Insurance Facts on Used Cars
Posted on: 15Jan,2016
In addition to the fact that purchasing a new vehicle will cost you more than buying an older, previously-owned version of the same model, there may be differences in the amount of insurance premiums that you pay for a new vehicle vs. a used one. Many individuals oftentimes overlook this factor when trying to decide whether they should buy new or used. As a result, buyers of fancier, newer vehicles are shocked when they get a quote from their insurance agents or companies.
You can avoid a lot of grief and stress if you remember the general rule of thumb regarding auto insurance premium rates and that is the newer and more expensive the vehicle is, the higher the rate to insure it. So if you have budget issues and finances are a factor in the decision to purchase a new or used vehicle, just be aware of this before you make it. There are certain advantages to purchasing a used vehicle instead of a new model but the value of it will always have an impact on the insurance coverage your purchase.
The primary reason that insurance costs more for a new vehicle than a used one is based on its higher value which in turn makes it a greater risk to insure as the cost of repairs could be significantly greater as well as any replacement costs involved.

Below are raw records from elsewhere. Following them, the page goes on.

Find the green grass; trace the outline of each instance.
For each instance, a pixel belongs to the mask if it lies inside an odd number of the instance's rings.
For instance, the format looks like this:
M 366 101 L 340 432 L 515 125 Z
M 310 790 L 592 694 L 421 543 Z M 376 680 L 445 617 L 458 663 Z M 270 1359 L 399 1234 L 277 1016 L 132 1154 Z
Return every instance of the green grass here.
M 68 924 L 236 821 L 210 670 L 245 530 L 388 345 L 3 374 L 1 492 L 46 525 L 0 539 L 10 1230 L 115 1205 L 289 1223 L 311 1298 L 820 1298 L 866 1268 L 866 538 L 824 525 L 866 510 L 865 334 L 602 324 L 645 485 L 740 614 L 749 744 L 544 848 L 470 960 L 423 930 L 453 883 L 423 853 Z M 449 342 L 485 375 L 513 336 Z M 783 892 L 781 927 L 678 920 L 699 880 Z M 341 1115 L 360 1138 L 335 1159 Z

Add this to the fact that the risk of theft is greater and you have the formula for higher insurance premiums. However, there are other factors involved, one of which is that a used vehicle may not need collision coverage which will save you money in the long-run.
Although collision coverage is a recommended option when purchasing a new vehicle, there is less value involved in the event of an accident and in most cases, the insurance company will total a used vehicle if it costs more to repair than what it is actually worth. If you have comprehensive coverage, you’ll be covered against non-accident related damages such as theft or vandalism. This won’t cost you as much as it would on a new vehicle since it will be cheaper to replace the older one.

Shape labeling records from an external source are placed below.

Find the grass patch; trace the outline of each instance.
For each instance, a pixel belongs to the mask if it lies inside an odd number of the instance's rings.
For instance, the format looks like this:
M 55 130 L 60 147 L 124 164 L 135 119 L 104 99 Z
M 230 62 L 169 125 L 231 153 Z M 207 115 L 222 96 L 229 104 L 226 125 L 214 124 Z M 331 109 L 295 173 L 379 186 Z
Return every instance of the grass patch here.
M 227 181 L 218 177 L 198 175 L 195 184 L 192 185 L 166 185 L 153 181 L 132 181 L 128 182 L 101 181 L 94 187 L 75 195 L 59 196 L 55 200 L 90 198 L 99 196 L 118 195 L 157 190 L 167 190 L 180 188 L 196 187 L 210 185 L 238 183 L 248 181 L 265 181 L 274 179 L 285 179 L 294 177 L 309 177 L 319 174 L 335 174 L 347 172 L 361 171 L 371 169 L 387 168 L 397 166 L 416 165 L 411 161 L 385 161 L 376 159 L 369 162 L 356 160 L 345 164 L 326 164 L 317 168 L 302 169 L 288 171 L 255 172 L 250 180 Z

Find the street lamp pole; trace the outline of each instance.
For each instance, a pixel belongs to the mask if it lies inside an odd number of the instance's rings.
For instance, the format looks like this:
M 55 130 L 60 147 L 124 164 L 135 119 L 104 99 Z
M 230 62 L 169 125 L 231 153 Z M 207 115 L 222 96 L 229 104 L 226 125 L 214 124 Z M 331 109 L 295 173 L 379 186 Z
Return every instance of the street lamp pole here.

On the other hand, newer vehicles that are equipped with more safety and security features may be cheaper to insure because of the discounts you would qualify for. For instance, the new vehicle will be equipped with multiple air bags to protect the driver and any passengers that are on board whereas older vehicles may only have a driver’s-side air bag. Also, seat belts did not come as standard equipment on vehicles. However, due to changes in federal law within the past 20 years, all vehicles are required to have them.
Although older vehicles may not be equipped with what the law now requires in the way of seat belts, all auto manufacturers today install seat belts for every legal seat that a vehicle contains. However, buying a used vehicle does not eliminate your obligation to the safety of those individuals riding with you and you may be required to install legal seat belts if you don’t want to pay a higher premium. One way or the other, things eventually even out. The bottom line is that a used vehicle could be more of a risk to insure than a newer one.
Fortunately, you can still save money when purchasing insurance for a used vehicle as well as a newer one. Basically, the same factors that will save you money on a newer model will also help you save when insuring an older, used car. One way to save is by purchasing less coverage, especially where collision and comprehensive are concerned. Lower-valued and older vehicles will be totaled if the repair costs exceed what the car is worth plus there is a much lower risk of them being stolen.
In closing, it always pays to do a little bit of research whenever you are considering a major purchase such as car insurance. Additionally, you should sit down with several insurance agents and discuss your needs as well. They should be honest enough to tell you what coverage is necessary and what you do not need to purchase. Keep all of this in mind when you start shopping for used vehicles and want to insure it.